Os médicos deram 15 dias. Ela está aqui para contar.
Era 2016, e ela vivia para a igreja. Acordava cedo, limpava a sacristia, cuidava da casa paroquial, fazia o café e o almoço do padre, e quando via já era quase noite.
A rotina era tão corrida que ela esquecia de comer, esquecia de parar, esquecia de olhar para si mesma. Mal sabia que o próprio corpo estava gritando por dentro de um jeito que ela ainda não conseguia ouvir...
Foi um seminarista que percebeu primeiro. Ele a olhou dentro da sacristia, viu os olhos fundos, os lábios roxos, e comentou com preocupação. Ela ignorou, porque quem para para se cuidar quando há tanto trabalho pela frente? Mas algo, uma voz que não era voz, um sentimento que não tinha nome, insistia que ela precisava fazer um exame. E quando ela finalmente foi, o resultado chegou como um choque que parou o mundo ao redor dela...
Câncer no ovário. Avançado. Os médicos reuniram tudo o que tinham e disseram o que julgavam ser a verdade: quinze dias de vida. Mas no meio daquele desabamento, havia algo estranho e inexplicável, uma calma que ela não havia convocado e que ninguém havia trazido. Era como se por dentro de toda aquela dor existisse uma presença que dizia, sem palavras, que aquilo não era o fim...

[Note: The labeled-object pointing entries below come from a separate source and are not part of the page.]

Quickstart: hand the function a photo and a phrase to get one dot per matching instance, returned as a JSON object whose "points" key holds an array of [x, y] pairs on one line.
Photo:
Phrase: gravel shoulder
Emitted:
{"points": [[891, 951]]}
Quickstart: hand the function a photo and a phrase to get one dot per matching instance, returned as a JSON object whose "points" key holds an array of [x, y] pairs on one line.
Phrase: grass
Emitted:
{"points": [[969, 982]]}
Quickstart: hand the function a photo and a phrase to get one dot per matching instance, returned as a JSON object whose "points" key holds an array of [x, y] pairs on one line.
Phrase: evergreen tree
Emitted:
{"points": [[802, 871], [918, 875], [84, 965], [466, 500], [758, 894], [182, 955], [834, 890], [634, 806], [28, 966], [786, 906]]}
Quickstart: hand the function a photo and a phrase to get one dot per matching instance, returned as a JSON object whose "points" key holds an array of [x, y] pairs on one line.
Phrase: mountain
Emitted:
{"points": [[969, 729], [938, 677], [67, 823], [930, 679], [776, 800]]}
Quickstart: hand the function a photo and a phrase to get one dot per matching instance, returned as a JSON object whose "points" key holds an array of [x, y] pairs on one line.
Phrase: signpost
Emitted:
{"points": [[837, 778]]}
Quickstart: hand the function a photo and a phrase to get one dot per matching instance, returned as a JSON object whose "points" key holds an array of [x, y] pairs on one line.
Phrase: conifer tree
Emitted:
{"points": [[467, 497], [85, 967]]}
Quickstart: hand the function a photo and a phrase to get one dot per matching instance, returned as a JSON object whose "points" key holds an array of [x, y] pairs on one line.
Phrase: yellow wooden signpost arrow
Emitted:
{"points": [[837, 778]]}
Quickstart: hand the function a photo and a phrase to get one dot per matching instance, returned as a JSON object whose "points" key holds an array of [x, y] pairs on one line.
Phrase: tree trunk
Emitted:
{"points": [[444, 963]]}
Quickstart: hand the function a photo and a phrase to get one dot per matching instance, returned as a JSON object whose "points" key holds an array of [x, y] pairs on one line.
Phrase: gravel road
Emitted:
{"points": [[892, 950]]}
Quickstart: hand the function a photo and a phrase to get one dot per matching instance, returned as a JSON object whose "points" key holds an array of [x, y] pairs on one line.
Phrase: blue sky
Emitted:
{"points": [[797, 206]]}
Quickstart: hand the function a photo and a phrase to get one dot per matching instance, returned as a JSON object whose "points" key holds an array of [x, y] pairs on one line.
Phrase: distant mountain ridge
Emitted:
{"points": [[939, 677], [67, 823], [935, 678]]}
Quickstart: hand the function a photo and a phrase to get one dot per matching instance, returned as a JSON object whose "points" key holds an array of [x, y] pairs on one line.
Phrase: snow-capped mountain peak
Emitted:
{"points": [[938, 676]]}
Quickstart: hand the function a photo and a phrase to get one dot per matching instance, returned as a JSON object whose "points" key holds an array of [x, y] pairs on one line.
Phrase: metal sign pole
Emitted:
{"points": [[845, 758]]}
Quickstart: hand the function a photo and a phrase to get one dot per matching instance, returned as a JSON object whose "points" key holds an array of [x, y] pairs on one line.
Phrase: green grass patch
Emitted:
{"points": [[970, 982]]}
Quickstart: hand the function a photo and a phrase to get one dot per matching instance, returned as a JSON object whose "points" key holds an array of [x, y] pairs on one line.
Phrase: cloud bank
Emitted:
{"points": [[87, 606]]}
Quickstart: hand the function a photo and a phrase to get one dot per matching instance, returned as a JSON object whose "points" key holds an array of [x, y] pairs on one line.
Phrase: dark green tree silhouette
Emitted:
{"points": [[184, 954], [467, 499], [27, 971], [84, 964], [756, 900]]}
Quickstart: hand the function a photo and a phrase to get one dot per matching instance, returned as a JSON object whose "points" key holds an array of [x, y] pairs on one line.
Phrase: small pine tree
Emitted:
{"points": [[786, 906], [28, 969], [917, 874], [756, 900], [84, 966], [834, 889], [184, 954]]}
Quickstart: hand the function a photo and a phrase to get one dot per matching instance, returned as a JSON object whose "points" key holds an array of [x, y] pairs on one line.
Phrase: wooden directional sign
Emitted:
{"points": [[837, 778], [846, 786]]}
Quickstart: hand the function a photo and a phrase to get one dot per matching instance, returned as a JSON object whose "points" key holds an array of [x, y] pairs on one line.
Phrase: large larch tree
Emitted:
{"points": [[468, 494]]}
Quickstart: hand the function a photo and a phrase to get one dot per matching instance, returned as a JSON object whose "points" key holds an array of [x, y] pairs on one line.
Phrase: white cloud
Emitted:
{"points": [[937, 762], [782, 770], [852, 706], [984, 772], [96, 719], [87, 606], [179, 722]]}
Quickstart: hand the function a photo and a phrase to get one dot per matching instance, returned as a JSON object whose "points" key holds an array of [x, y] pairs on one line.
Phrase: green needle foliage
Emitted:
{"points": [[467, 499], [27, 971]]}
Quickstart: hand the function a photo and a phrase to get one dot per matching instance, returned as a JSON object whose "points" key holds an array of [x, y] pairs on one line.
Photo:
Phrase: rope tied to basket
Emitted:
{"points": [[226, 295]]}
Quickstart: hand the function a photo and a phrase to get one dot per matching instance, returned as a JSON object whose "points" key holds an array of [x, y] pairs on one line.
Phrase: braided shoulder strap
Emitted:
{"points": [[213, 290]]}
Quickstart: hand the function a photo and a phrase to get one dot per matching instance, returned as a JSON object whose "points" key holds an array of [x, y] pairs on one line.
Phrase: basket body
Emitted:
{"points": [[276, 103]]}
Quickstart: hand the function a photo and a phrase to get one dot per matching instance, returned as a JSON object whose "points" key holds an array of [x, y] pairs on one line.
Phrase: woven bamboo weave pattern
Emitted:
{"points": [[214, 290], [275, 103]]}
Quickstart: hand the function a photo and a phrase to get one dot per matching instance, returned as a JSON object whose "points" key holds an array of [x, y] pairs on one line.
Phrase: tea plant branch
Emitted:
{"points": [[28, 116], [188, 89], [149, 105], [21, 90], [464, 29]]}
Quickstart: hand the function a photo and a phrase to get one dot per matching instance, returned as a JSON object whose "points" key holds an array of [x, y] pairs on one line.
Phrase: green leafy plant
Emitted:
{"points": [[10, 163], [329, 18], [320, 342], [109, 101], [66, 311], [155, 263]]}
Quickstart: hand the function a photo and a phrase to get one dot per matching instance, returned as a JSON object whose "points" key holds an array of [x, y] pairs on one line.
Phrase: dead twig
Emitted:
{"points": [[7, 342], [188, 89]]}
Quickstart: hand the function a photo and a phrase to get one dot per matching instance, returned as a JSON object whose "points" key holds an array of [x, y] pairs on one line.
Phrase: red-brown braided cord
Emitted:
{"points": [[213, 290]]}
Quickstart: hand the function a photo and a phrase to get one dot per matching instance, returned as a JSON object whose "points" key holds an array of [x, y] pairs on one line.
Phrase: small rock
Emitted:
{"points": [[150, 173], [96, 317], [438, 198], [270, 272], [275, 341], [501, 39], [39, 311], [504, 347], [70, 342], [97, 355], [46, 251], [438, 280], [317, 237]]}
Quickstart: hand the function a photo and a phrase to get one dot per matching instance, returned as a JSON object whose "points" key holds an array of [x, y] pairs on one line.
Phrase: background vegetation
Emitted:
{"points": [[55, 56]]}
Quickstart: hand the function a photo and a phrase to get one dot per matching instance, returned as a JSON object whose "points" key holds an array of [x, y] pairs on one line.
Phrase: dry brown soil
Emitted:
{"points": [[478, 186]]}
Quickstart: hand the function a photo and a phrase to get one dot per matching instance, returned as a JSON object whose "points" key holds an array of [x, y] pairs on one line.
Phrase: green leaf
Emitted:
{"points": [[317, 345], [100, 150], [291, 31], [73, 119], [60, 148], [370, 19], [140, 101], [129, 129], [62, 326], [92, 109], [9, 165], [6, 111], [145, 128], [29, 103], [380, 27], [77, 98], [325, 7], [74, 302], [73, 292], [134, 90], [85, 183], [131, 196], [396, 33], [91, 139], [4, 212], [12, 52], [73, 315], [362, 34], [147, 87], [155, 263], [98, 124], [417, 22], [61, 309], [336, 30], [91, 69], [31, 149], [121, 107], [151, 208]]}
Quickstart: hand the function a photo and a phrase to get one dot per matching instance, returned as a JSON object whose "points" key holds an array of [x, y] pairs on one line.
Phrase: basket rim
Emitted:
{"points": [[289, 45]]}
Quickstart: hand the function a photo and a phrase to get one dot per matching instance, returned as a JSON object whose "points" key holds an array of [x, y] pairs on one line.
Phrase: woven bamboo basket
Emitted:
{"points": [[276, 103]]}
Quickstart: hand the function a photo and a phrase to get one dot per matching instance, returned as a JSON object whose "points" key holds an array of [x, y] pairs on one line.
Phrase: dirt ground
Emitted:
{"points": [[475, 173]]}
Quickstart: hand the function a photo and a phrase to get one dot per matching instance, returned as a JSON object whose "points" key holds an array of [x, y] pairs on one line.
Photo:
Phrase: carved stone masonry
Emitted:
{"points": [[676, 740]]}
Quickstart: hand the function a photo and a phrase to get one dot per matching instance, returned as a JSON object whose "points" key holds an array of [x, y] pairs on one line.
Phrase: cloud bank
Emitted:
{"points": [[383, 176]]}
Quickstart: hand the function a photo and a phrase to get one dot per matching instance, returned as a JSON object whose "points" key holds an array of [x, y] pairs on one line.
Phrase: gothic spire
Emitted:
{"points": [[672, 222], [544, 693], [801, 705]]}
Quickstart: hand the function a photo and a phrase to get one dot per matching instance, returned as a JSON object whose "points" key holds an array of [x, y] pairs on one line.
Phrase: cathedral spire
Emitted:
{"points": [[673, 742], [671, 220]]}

Num dia de exames no hospital Aristides Maltês, ela viu de perto o sofrimento que a palavra câncer carrega. Irmãos, irmãs, crianças, rostos destruídos pela doença, corredores pesados de dor. Ela caminhou até um corredor vazio e chorou tudo o que havia guardado. Chorou sem testemunha, sem conforto, sem saber que alguém havia visto...
Quando os exames terminaram, a acompanhante parou o carro num restaurante. Ela estava sem fome, como quase sempre, acostumada com o pão e o café que substituíam as refeições há tanto tempo. Sentou à mesa, disse que não queria nada, e ficou ali, quieta, perdida nos próprios pensamentos. Então uma moça se aproximou, olhou nos seus olhos, e disse algo que ela nunca mais esqueceu...
Eu vi quando você chorou no corredor do hospital. Você não está sozinha. Confie em Deus. Você vai ser curada, assim como eu fui.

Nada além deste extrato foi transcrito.